As was evident in the negotiations leading up to the Climate Change Convention (see Chapter 14), the size and ranking of greenhouse gas polluters (depending on how emissions are measured) cut across virtually all prior axes of interstate negotiation on security, economic, or environmental grounds. Simple targets make little sense as the energy intensities of economies vary internationally by an order of magnitude. Other simple criteria such as population, per capita GDP, fuel mix, energy reserves, and industrial patterns greatly complicate emission reduction or energy efficiency targets.

Determining the net emissions of greenhouse gases is also more difficult than for ozone depleting gases. Ozone depleting gases come from a relatively small number of human sources, and the gases remain in the atmosphere for hundreds of years before they decompose. In contrast, the major greenhouse gases have large natural sources and sinks, and have much shorter lifetimes in the atmosphere. States may claim that nationally controlled sinks for greenhouse gases should be subtracted from national emissions of greenhouse gases in determining emission quotas. Others may object strongly on grounds of scientific uncertainty (nearly a quarter of the carbon sink is currently unexplained by scientific models) or to the allocation of sink property rights. The concept of sink itself is a shifting sand on which to base target emissions and allocations (see Chapter 2).

The IPCC has already produced an index of heating equivalence across greenhouse gases and normalized to carbon dioxide, as was done in the Montreal Protocol across ozone depleting gases.

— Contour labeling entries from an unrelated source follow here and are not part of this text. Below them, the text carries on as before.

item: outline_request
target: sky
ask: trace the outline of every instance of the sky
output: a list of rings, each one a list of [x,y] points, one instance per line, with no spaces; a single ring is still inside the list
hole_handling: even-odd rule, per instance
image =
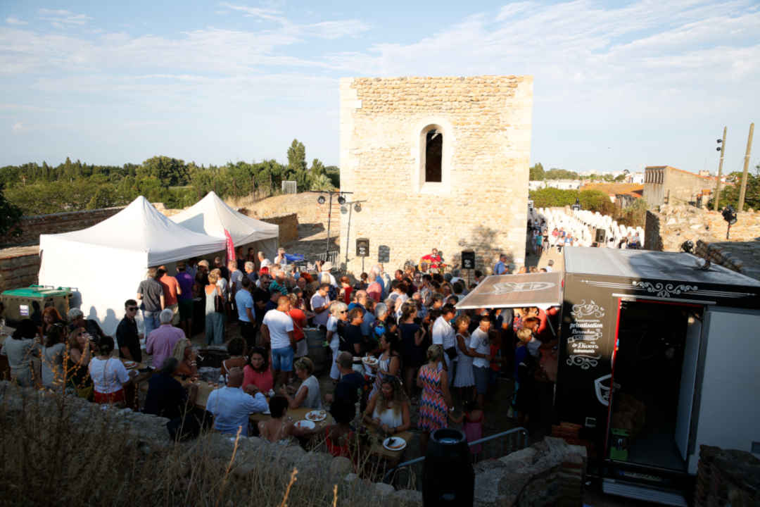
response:
[[[545,169],[715,172],[727,126],[741,170],[760,2],[5,0],[0,166],[285,161],[294,138],[337,165],[340,78],[477,74],[534,76]]]

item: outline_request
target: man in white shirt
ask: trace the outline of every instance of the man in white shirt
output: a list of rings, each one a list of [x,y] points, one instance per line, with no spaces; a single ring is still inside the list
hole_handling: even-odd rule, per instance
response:
[[[450,379],[454,377],[454,372],[451,369],[452,363],[451,358],[449,357],[449,353],[451,352],[451,349],[454,349],[454,353],[456,353],[456,348],[454,348],[454,345],[456,344],[456,333],[454,332],[454,328],[451,327],[449,322],[451,322],[451,319],[454,318],[454,315],[456,314],[457,310],[454,306],[445,305],[442,309],[441,316],[436,318],[432,325],[432,344],[433,345],[441,345],[443,347],[443,358],[446,362],[446,369],[448,369],[448,376]],[[447,350],[449,350],[449,353],[446,352]],[[449,383],[451,382],[449,380]]]
[[[480,325],[473,331],[470,341],[470,348],[475,352],[473,358],[473,375],[475,377],[475,388],[477,390],[477,402],[483,407],[486,391],[488,391],[488,369],[491,366],[491,342],[488,331],[491,328],[491,318],[488,315],[480,318]]]
[[[248,436],[249,416],[265,412],[269,406],[267,398],[260,392],[252,396],[241,388],[242,369],[232,368],[227,374],[227,385],[212,391],[206,402],[206,410],[214,414],[214,427],[223,433],[235,435],[240,428],[240,435]],[[249,385],[249,391],[255,390]]]
[[[264,343],[268,342],[272,347],[274,380],[280,384],[290,380],[293,373],[296,335],[293,334],[293,319],[287,314],[290,311],[290,299],[287,296],[280,296],[277,299],[277,307],[267,312],[261,325]]]
[[[259,268],[266,268],[271,265],[272,261],[267,258],[266,255],[264,255],[263,252],[258,252],[258,267]]]
[[[328,311],[330,308],[330,296],[328,296],[329,290],[330,285],[321,284],[317,292],[312,296],[310,302],[312,311],[315,313],[314,318],[312,319],[314,325],[320,327],[328,325],[328,319],[330,318],[330,312]]]

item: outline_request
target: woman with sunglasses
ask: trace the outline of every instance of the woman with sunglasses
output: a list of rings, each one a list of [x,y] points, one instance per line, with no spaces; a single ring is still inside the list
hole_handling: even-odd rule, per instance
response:
[[[340,323],[346,324],[348,321],[348,306],[341,301],[333,301],[330,305],[330,318],[328,318],[327,342],[333,351],[332,367],[330,369],[330,378],[337,382],[340,378],[340,370],[337,367],[337,355],[340,353],[341,330]],[[340,323],[339,323],[340,322]]]

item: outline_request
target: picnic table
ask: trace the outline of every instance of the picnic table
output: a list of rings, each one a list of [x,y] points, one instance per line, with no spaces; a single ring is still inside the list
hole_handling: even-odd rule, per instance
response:
[[[131,377],[132,382],[131,384],[125,388],[124,398],[126,401],[126,405],[133,410],[140,410],[140,397],[138,395],[138,391],[141,388],[141,384],[147,384],[147,381],[153,376],[154,370],[147,369],[147,371],[141,372],[140,370],[147,369],[147,364],[145,363],[136,363],[134,366],[127,366],[128,363],[135,363],[135,361],[129,361],[129,360],[120,357],[119,360],[124,364],[124,367],[127,369],[127,372],[131,372],[135,370],[138,372],[134,377]]]
[[[223,385],[211,385],[205,381],[201,380],[195,382],[198,385],[198,396],[195,398],[195,404],[201,408],[206,407],[206,403],[208,401],[208,396],[211,394],[211,391],[214,389],[218,389]],[[269,397],[266,396],[267,403],[269,402]],[[312,409],[311,408],[289,408],[287,410],[287,416],[295,423],[299,421],[302,419],[306,418],[306,414],[311,412]],[[331,424],[334,423],[334,420],[330,413],[328,412],[327,417],[323,421],[319,423],[315,423],[316,426],[315,430],[320,429],[326,428]],[[252,423],[258,424],[259,421],[264,421],[271,419],[271,415],[269,414],[252,414],[250,416],[250,420]]]
[[[367,431],[369,433],[369,436],[372,439],[372,447],[369,448],[369,453],[383,458],[387,460],[391,464],[397,464],[401,461],[401,457],[404,456],[404,452],[407,450],[407,447],[409,445],[409,442],[412,439],[412,432],[402,431],[400,433],[396,433],[395,435],[391,435],[390,436],[394,439],[401,439],[405,442],[405,445],[403,448],[398,451],[391,451],[383,447],[382,442],[385,439],[385,437],[381,434],[377,429],[367,426]]]

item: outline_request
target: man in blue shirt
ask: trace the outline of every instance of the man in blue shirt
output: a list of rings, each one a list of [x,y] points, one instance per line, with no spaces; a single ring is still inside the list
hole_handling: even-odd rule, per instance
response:
[[[206,402],[206,410],[214,414],[214,427],[223,433],[249,436],[249,417],[266,411],[269,406],[264,395],[256,392],[251,396],[241,388],[242,369],[235,367],[227,374],[227,385],[212,391]],[[252,388],[249,386],[249,390]],[[253,388],[254,389],[255,388]]]
[[[256,346],[256,310],[251,295],[253,283],[248,277],[240,280],[242,287],[235,294],[235,307],[238,311],[238,325],[240,336],[248,344],[249,348]]]
[[[499,262],[493,267],[494,274],[505,274],[507,272],[507,265],[505,264],[507,256],[502,254],[499,256]]]

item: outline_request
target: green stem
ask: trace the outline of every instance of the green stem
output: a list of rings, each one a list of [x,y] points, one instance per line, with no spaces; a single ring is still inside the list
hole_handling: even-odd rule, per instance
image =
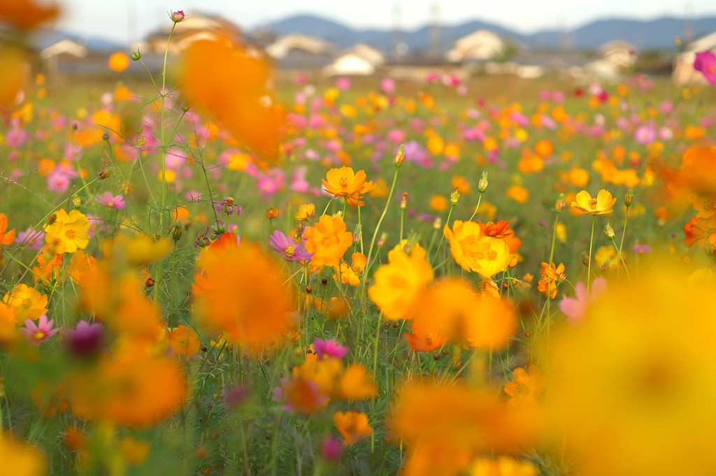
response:
[[[482,200],[483,200],[483,193],[480,192],[480,196],[478,197],[478,204],[475,206],[475,211],[473,212],[473,215],[470,217],[470,220],[468,220],[468,221],[473,221],[473,218],[474,218],[475,215],[478,214],[478,208],[480,208],[480,202],[482,201]]]
[[[591,245],[592,242],[594,241],[594,220],[596,220],[596,215],[591,215],[591,235],[589,236],[589,263],[586,268],[586,293],[587,296],[589,295],[589,284],[591,282]]]
[[[451,215],[453,215],[453,208],[455,208],[455,205],[450,204],[450,211],[448,212],[448,220],[445,222],[445,225],[446,226],[450,226],[450,217]],[[442,236],[440,236],[440,242],[437,243],[437,249],[435,250],[435,254],[432,256],[432,261],[430,261],[430,266],[432,266],[432,263],[435,262],[435,259],[437,258],[437,255],[440,254],[440,246],[442,246],[442,241],[445,240],[445,233],[442,233]]]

However, many of the ozone depleting gases were close technical substitutes. It may be more difficult to apply the scientific equivalencies that might be used to evaluate control activities within an overall weighted emission quota for greenhouse gases than it was in the Montreal Protocol. Either a CO2-only or a separated, gas-by-gas protocol is therefore more likely under the Convention than an integrated, multiple-gas protocol implied by the ozone precedent.

Faced with such vast uncertainty, many scientists suggest that a 'no regrets' policy should be implemented now by incurring short run costs of emission reduction in anticipation of uncertain, long-run benefits. Incontrovertible validation of scientific simulations of climate change may not be available until (if the models are right) massive climate change may be irreversible. By reducing climate change, prudent behaviour now may deny positive evidence that the scientific models were correct. Relatedly, frequent, rapid, and unforeseeable changes may occur in scientific assessments of climate change, making negotiations on protocols to the Convention crisis-ridden and fraught with uncertainty.

In this book, the authors explore the implications of a 'no regress' policy in which emissions-reduction measures are chosen along a 'least-cost' pathway. These measures consist of energy efficiency projects and other actions that will have many other benefits even if present climate change concerns should turn out to be unwarranted. This policy option entails radical reductions in carbon emissions to about 50-60 per cent less than those in 1990. This stringent reduction goal therefore poses an unambiguous and measurable challenge to today's decision makers that must be met if they are to fulfil their obligations to future generations.